I think symptoms like these are the symptoms of being a frameworker. A.k.a I became someone who could only sew the pieces together…just like my teacher warned me about.

How to Break Free

Before I continue, I want to mention that I think there is an important distinction between application programmers and systems programmers.

Both are necessary in the world of software and one group is not “better” than the other. I will argue though that, in the domain of application developers, I think there are too many frameworkers. I think the best app developers, are actually people with solid fundamentals who choose to be application developers because they like it.

After finally coming to my brutal realization the question then became…what now? How do I fix this? The truth is I don’t have one right answer but I want to share what I think is the answer, and some things I’ve been doing in the second half of 2024 to address my problem with myself. You can agree or disagree, these are just the principles I’m working towards.

Learn your programming language

Wait I already “know” a programming language?!?! No, I mean learn it learn it. Yes you can just understand concepts and look them up. This is more so about reducing the friction between problem solving and putting pen to paper. I’m not saying you need to have every feature memorized and every syntactic sugar down, but you should be extremely comfortable with the basics and have a good grip on the language’s standard library.
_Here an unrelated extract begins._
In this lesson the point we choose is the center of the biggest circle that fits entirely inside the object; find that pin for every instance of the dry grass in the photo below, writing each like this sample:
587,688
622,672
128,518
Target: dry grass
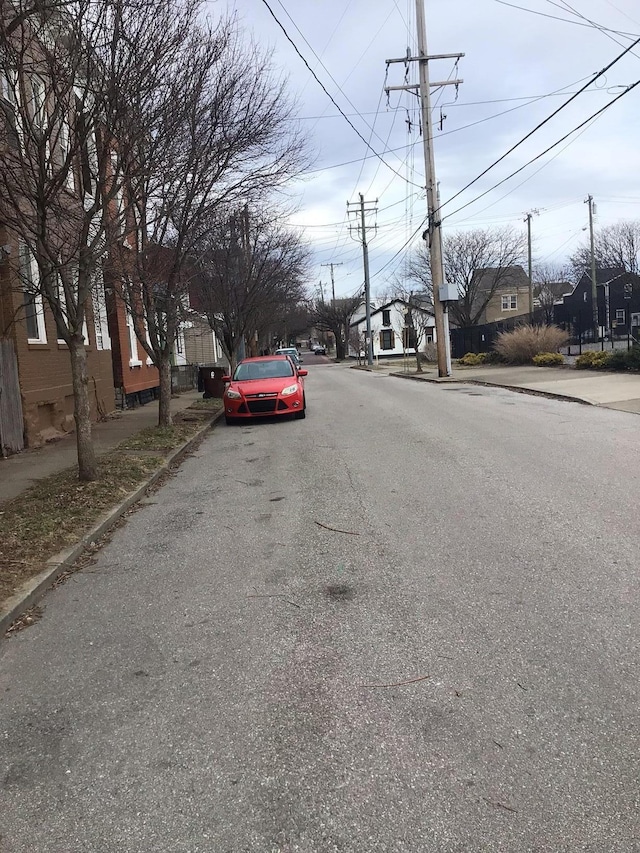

You have a problem? Solve it.

I think the best projects don’t come from cloning other projects. They come from you having a need and using your trusty tool (your programming language) to solve it. And remember not everything has to be a CRUD web app. Plenty of problems don’t need a web GUI and a database.

Learn Fundies

The best way to learn you programming language is to build with it. But the best way to learn your fundamentals is to well…learn your fundamentals. Believe it or not, solving real problems does sometimes require the use of data structures and algorithms and some of those other things you might have skipped or breezed over.

I used to say back when I was in school “oh when I encounter a problem that requires graphs I’ll just KNOW that and then just google Dijkstra’s algorithm. It turns out this is so much easier said than done. It can be a true challenge to even recognize that your problem suits a graph focused approach and even harder if you manage to realize that to then apply the theory. This applies with every computer science fundamental.

Anyways there’s this nifty site . It’s been a great resource for diving deep on foundational topics in computer science. My approach was to start with the nand2tetris course they mentioned. It covers building a computer from scratch and my thought is that maybe during the journey I’ll find a niche that I’ll hit that I may want to dive deeper on, like compilers, or operating systems, or etc.

Don’t Get Overwhelmed

Doing all this in the first place is hard enough, don’t make it harder by thinking you need to tackle too many things at once. Pick one of the strategies I mentioned and just tackle that one day at a time. Ignore the noise you hear on twitter like “if you’re not doing X you’re falling behind”. If your goal is anything like mine and you want to “break free” from being a frameworker, it happens little by little. You will become unrecognizable to your former self if you tackle this stuff little by little and look back.